MANHATTAN - The Metropolitan Transit Authority has announced the agency's contingency plan in the event of a Long Island Rail Road strike.
Chairman Thomas Prendergast said he hopes the agency never has to put the plan into place, and adds that they are doing everything they can at the bargaining table to keep the strike from happening.
The plan includes using ferries in Glen Cove to shuttle commuters to and from Manhattan; opening up 7,000 free parking spots at Citifield and Aqueduct Racetrack; increasing HOV requirements on the LIE to three or more passengers per car; and using 350 school buses to shuttle 15,000 passengers from LIRR stations to three subway stations.
CONTINGENCY PLANS: Alternate Transportation Plan
MORE: Expanded Coverage
TRANSIT: Check Current Conditions
Commuters will be able to catch those buses at the LIRR stations in Manhasset, Hicksville, Seaford, Bellmore, Freeport, Ronkonkoma, Deer Park and Nassau Community College. The MTA says it has also reached out to employers to ask if their employees can work from home.

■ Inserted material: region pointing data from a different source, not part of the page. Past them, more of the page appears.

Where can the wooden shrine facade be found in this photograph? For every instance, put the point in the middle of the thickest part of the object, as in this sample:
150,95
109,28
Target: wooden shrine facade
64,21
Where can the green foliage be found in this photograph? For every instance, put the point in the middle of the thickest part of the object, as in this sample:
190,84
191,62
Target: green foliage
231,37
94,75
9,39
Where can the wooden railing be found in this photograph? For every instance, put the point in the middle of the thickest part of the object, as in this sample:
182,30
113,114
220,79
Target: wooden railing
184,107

Prendergast says the MTA has commitments from at least 18,000 workers to telecommute. He also says New York state will require all non-essential employees on Long Island to telecommute.

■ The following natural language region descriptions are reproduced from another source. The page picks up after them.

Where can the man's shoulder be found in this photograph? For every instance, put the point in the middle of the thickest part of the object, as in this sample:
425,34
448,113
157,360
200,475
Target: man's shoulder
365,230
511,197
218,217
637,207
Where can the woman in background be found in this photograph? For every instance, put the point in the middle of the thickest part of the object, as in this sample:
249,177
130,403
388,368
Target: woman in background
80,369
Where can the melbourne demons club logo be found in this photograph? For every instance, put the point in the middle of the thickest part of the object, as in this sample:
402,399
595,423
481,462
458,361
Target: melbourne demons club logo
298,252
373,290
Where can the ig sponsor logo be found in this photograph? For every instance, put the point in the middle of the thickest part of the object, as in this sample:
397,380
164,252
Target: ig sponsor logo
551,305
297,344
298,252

The contingency plan covers commuting for just a fraction of the daily LIRR commuters, and the MTA has acknowledged it will never be able to come up with a contingency plan to accommodate all riders.

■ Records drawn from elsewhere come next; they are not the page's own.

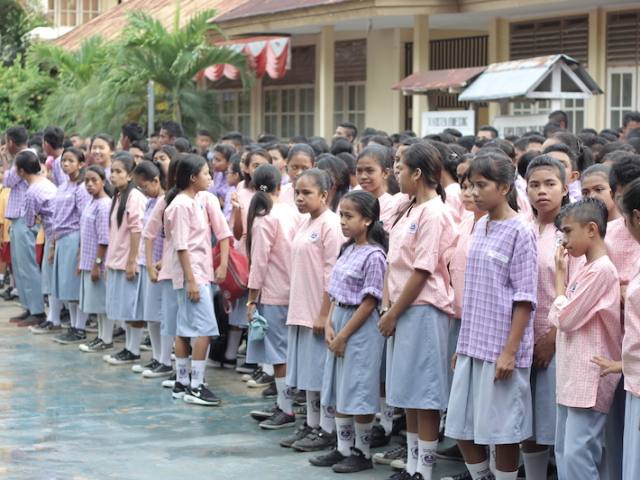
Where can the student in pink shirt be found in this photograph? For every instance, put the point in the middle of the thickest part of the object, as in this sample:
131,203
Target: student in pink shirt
314,251
587,316
420,296
190,220
547,190
271,226
125,226
241,201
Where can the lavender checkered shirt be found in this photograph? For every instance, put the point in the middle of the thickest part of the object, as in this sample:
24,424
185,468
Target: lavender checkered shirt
39,202
501,269
358,272
157,243
69,203
15,205
94,230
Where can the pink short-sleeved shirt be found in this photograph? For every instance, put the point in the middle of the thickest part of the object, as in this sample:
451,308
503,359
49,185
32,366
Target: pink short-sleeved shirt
271,239
588,322
631,339
314,251
459,262
424,238
623,250
120,236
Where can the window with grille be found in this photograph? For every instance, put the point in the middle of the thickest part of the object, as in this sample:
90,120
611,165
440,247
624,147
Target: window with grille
289,111
568,35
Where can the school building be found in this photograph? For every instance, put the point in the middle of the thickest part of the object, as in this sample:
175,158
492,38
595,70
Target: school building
335,60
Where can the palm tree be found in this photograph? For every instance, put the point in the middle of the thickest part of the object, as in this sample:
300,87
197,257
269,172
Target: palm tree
172,58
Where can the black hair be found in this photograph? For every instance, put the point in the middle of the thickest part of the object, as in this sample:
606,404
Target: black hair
494,165
266,180
304,149
351,127
28,161
558,116
584,211
562,148
368,206
426,157
133,131
340,177
98,170
54,136
624,171
174,129
18,134
630,117
489,128
226,150
187,166
341,145
127,162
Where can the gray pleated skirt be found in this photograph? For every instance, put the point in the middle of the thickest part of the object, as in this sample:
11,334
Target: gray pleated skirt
306,354
121,296
65,283
352,382
92,294
196,319
418,360
272,349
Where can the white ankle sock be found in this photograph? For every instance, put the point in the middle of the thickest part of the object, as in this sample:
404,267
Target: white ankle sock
167,346
412,453
156,342
135,336
346,435
386,416
535,464
313,409
363,438
197,372
233,342
108,330
479,471
182,371
426,457
284,396
327,419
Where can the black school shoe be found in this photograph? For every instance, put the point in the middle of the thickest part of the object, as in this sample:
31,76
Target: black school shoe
201,396
356,462
328,459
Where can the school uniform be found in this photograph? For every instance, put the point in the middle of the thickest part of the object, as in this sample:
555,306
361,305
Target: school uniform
148,294
352,382
188,226
417,358
314,251
23,246
121,292
94,231
39,203
588,322
69,203
631,370
501,269
270,273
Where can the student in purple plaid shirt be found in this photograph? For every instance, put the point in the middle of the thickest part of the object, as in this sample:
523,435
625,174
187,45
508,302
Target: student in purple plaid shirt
351,378
490,401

Meanwhile, Nassau County and the Town of Islip have announced their own plans to help commuters deal with the possible strike.
Nassau County Executive Ed Mangano says the county will open a free, temporary "telecommuting office." This office will provide a professional setting for people to get their work done if they are unable to commute to work.
In Suffolk County, the Town of Islip is working to open up extra parking lots near main commuter hubs to make sure people are able to catch buses. Additional parking lots could be opened up at Touro College in Bay Shore as well as in Ronkonkoma and Sayville.
The plans come on the heels of LIRR labor unions making a counteroffer Thursday night after five hours of negotiations in a Manhattan law office. Prendergast said Friday that informal talks took place all day.